Even a great flood could not, however, prevent other matters-of government from occupying the President's time:

P:Six months ago in the midst of the campaign he called a conference to see if some sort of power pool could not be worked out between TVA and private power companies. The conference adjourned to await fact-finding efforts. Last week with fact-finding complete the President wrote to the conferees that the conference would not be reconvened. Reason: it would be useless because 19 power companies have obtained a temporary court injunction restraining TVA's efforts to distribute power. Wendell L. Wilkie, president of Commonwealth & Southern Corp. said that the President had known at the time of the conference in September that the utilities planned to continue their court fight. Plain inference by most observers was that the President had used the injunction as an excuse, had really broken off the pool negotiations for other reasons. So doing he clearly rebuffed the plea of Chairman Arthur Morgan of TVA for a peaceful effort to get along with the utilities (TIME, Jan. 25), had decided to keep the support of TVA Director David Eli Lilienthal, of Senators Norris, La Follette, McKellar and others advocating war to the death on private power.

P:Secretary of the Treasury Morgenthau and Chairman of the Federal Reserve Eccles came to the White House on a mysterious mission. Three days later the country was told that the Reserve Board had upped bank reserve requirements one-third more, to the maximum allowed by law (see p. 61).

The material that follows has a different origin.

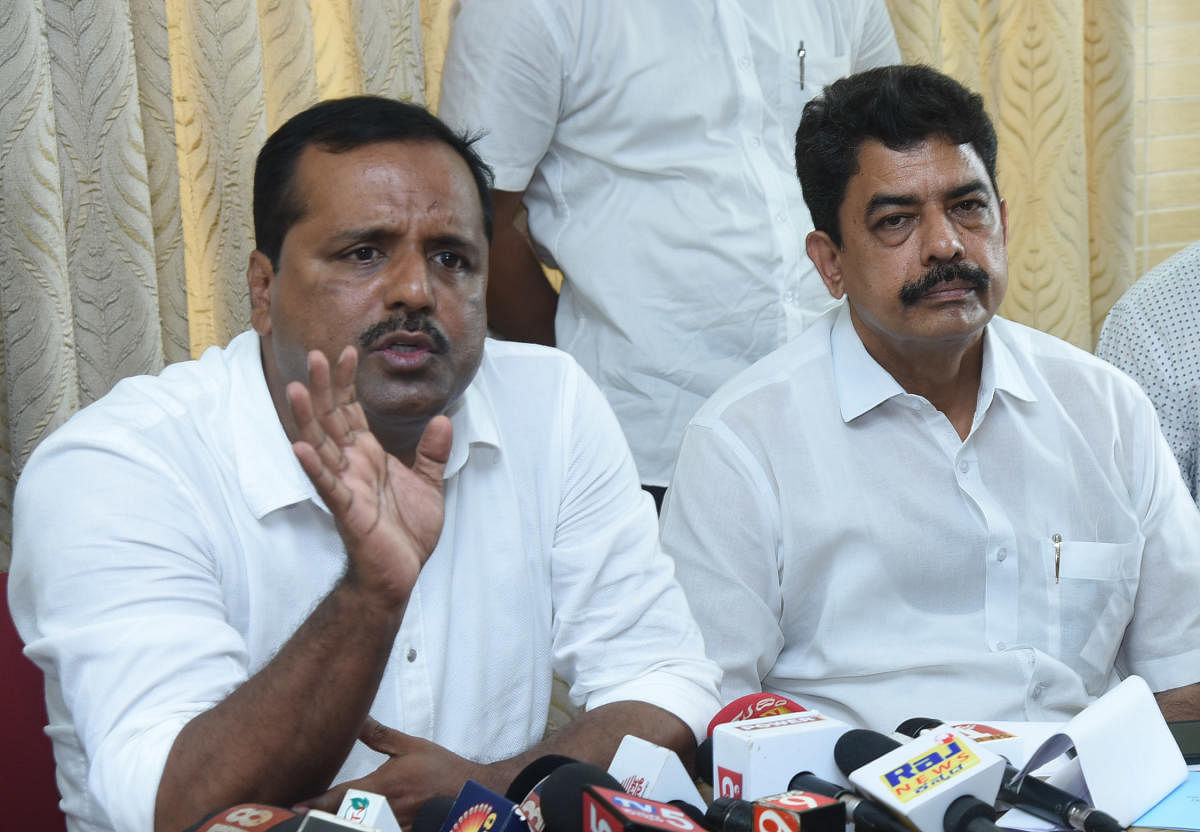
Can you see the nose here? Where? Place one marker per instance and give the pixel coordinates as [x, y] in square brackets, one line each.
[408, 281]
[942, 243]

P:Saying farewell to Walter Runciman, hard-headed president of the British Board of Trade who had come to discuss a Reciprocal Trade Agreement (TIME, Feb. i). Franklin Roosevelt presented that longtime shipping man with one of his treasures, a three-foot model of the four-masted schooner Shenandoah.

P:At Kent, Conn, one Samuel McWhinnie, 42, was charged with burglary for having broken into a shed on the Hyde Park estate of Miss Ellen Roosevelt, cousin of the President, and stealing four small sailboat models which Franklin Roosevelt carved with his own hands.

P:The President enjoyed his state reception for Congress because it was smaller than usual. Reasons: influenza and flood.

P:In Nevada the State Legislature ratified the proposed Child Labor Amendment to the Constitution and Franklin Roosevelt, biggest booster of that Amendment, was pleased to chalk up the 26th endorsement, leaving ten to go.

P:On his 55th birthday (Jan. 30), Franklin Roosevelt, who now hopes to visit Warm Springs in March, broadcast to his annual birthday balls in cities throughout the nation his thanks for the nation's response to 1) the Red Cross $10.000.000 flood relief fund, 2) the infantile paralysis benefit for which the balls are held.